Marion B. GIDEON, Plaintiff and Respondent, v. George H. GIDEON, 3d, Defendant and Appellant.*
In respondent's divorce action an order pendente lite was made granting attorney fees of $275 to the wife's attorney. Thereafter, an interlocutory divorce in the wife's favor was set aside on a motion for a new trial on the ground that the trial court failed to make finding on the material issues of provocation and recrimination. Thereafter, on an order to show cause in re modification, an additional order for attorney fees of $300 was made which the appellant husband refused to pay, whereupon a writ of execution was issued. The defendant's motion to quash the execution was denied, and it is from this order that defendant appeals.
It is appellant's contention that the trial court's order modifying the original attorney order, ‘was in excess of the court's jurisdiction’, for the reason that ‘the original pendente lite order becomes merged in the Interlocutory Judgment and is thereafter void’, the interlocutory judgment having been set aside on a motion for new trial.
Section 137.3 of the Civil Code provides that ‘During the pendency of any action * * * for divorce * * * the court may order the husband * * * to pay such amount as may be reasonably necessary * * * for attorney's fees; and from time to time and before entry of judgment * * * the court may augment or modify the original award * * *. In respect to services rendered after the entry of judgment, * * * the court may award such costs and attorney's fees as may be reasonably necessary to maintain or defendant any subsequent proceeding therein, and may thereafter * * * augment or modify any award so made. * * * Any such order may be enforced by the court by execution’.
As said in the respondent's brief, ‘appellant's contention that the pendente lite order for attorney fees merges in the judgment would lead to an absurd result’, since, if the attorney fee was ordered paid in ten monthly installments, and judgment was entered within five months, ‘the result would be that the attorney would receive only one-half of his fee’. Such cannot have been the intent of the legislature.
In the instant case the vacation of the interlocutory judgment cannot be deemed to have invalidated the previous order made for the payment of attorney fees which, as in other cases, could be modified as required. Moreover, as respondent points out, the later order ‘was not solely for the second trial, but was for other services rendered’ by the wife's attorney, such as opposition to the motion for new trial, taking of depositions, etc.
Appellant further contends that ‘where the wife has lost the judgment granted to her, * * * due directly, and only to the lack of skill of her attorney (in drafting the findings) it would certainly seem somewhat of an imposition upon the husband to compel him to reward said attorney with even more fees for her lack of skill’. The appellant also argues that there was misconduct on the part of the wife's attorney, and that the trial court made no determination of this issue.

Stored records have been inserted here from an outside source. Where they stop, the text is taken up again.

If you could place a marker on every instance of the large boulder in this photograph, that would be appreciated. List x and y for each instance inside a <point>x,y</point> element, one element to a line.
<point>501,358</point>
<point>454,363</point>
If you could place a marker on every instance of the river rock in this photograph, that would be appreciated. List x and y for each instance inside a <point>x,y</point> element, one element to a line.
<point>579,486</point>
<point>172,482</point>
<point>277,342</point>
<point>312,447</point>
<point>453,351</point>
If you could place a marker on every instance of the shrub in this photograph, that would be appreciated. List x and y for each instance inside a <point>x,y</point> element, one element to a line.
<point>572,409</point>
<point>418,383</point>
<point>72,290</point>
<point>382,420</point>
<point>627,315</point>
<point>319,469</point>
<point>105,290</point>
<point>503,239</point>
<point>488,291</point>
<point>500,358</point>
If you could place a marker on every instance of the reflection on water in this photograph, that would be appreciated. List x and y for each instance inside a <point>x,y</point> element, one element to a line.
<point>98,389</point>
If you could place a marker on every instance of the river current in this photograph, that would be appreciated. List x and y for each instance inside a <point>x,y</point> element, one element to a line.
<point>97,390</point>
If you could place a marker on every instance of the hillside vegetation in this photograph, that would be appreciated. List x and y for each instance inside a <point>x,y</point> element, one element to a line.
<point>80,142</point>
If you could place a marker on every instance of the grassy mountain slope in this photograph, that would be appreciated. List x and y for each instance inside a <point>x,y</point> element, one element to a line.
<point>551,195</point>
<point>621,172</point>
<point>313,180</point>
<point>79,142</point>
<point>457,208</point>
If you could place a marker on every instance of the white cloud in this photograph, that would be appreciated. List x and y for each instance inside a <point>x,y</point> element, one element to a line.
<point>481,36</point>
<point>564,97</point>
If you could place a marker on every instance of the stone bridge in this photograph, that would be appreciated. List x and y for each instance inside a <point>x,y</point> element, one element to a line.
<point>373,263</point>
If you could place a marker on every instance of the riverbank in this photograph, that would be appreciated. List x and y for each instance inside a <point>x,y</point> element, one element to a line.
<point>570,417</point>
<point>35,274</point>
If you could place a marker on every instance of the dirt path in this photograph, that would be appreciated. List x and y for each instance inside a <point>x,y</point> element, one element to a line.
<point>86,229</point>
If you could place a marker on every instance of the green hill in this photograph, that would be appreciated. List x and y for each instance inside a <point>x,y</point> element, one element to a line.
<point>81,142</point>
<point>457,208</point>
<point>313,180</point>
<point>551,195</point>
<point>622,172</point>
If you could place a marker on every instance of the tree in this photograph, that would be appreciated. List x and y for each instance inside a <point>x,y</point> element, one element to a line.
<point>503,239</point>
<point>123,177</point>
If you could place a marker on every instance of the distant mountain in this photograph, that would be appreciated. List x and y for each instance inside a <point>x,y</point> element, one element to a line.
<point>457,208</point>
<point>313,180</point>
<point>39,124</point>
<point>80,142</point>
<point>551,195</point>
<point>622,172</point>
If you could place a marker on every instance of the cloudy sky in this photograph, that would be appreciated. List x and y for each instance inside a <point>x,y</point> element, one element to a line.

This latter statement is not borne out by the record, for in granting the motion for a new trial Judge Praeger found that ‘The affidavits that have been filed do not show any irregularity in the proceedings'. In respect to the findings, as pointed out in respondent's brief, these ‘are actually the findings of the court and not the findings of an attorney’. There is no substantial merit in appellant's contentions, nor is any reversible error disclosed by the record.
The notice of appeal states that appellant also appeals ‘from the prior order of said court dated March 3, 1955’ ordering said defendant to pay $300 to the plaintiff's attorney. As noted in the respondent's brief, this order was entered March 7, 1955, while the notice of appeal was filed September 1, 1955, more than the 60 days allowed for the filing of an appeal.
The order of July 7, 1955, denying the motion to quash execution is affirmed, and the attempted appeal from the order of March 7, 1955, is dismissed.
WHITE, P. J., and FOURT, J., concur.